Reinforcement learning: the naturalist, the hedonist and the disciplined

A history of ideas that shaped reinforcement learning

Published in

Towards Data Science

8 min readDec 1, 2018

Embracing the chaos of a biological brain and the order of an electronic one. — Image credit: http://www.gregadunn.com/microetchings/cortical-circuitboard/

The pursuit of artificial intelligence has always been intermingled with another struggle, more philosophical, more romantic, less tangible. The understanding of human intelligence.

Although current breakthroughs in supervised learning seem to be based on optimized hardware, sophisticated training algorithms and over-complicated neural network architectures, reinforcement learning is still as old school as it gets.

The idea is quite simple: you are a learning agent in an environment. If we make the general assumption that you have the goal of satisfying yourself (don’t we all?), then you perform actions.

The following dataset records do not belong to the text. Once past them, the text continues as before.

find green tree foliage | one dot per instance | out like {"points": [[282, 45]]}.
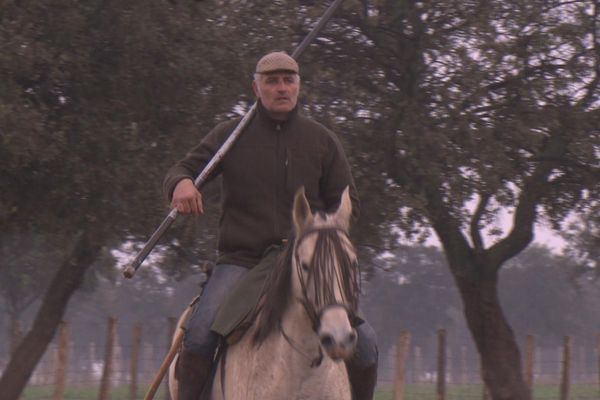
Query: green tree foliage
{"points": [[478, 107]]}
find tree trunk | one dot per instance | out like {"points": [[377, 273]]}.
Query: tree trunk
{"points": [[494, 338], [68, 278]]}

Based on these actions the environment responds with rewards and you, based on the rewards, adjust your behavior in order to maximize your satisfaction.

Does RL have limits? “The day will never come when a computer defeats a pro *shogi* player”, a proclamation by the deceased shogi player Satoshi Murayama, found its refutant in the face of AlphaGo Zero. — Image Credit: https://www.hokusai-katsushika.org/shogi-chess-board.html

It did not take us long to draw a connection between the ability of living organisms to learn through reinforcement and artificial intelligence. As early as 1948, Turing described a pleasure-pain system that follows the current rules of reinforcement learning, established decades later.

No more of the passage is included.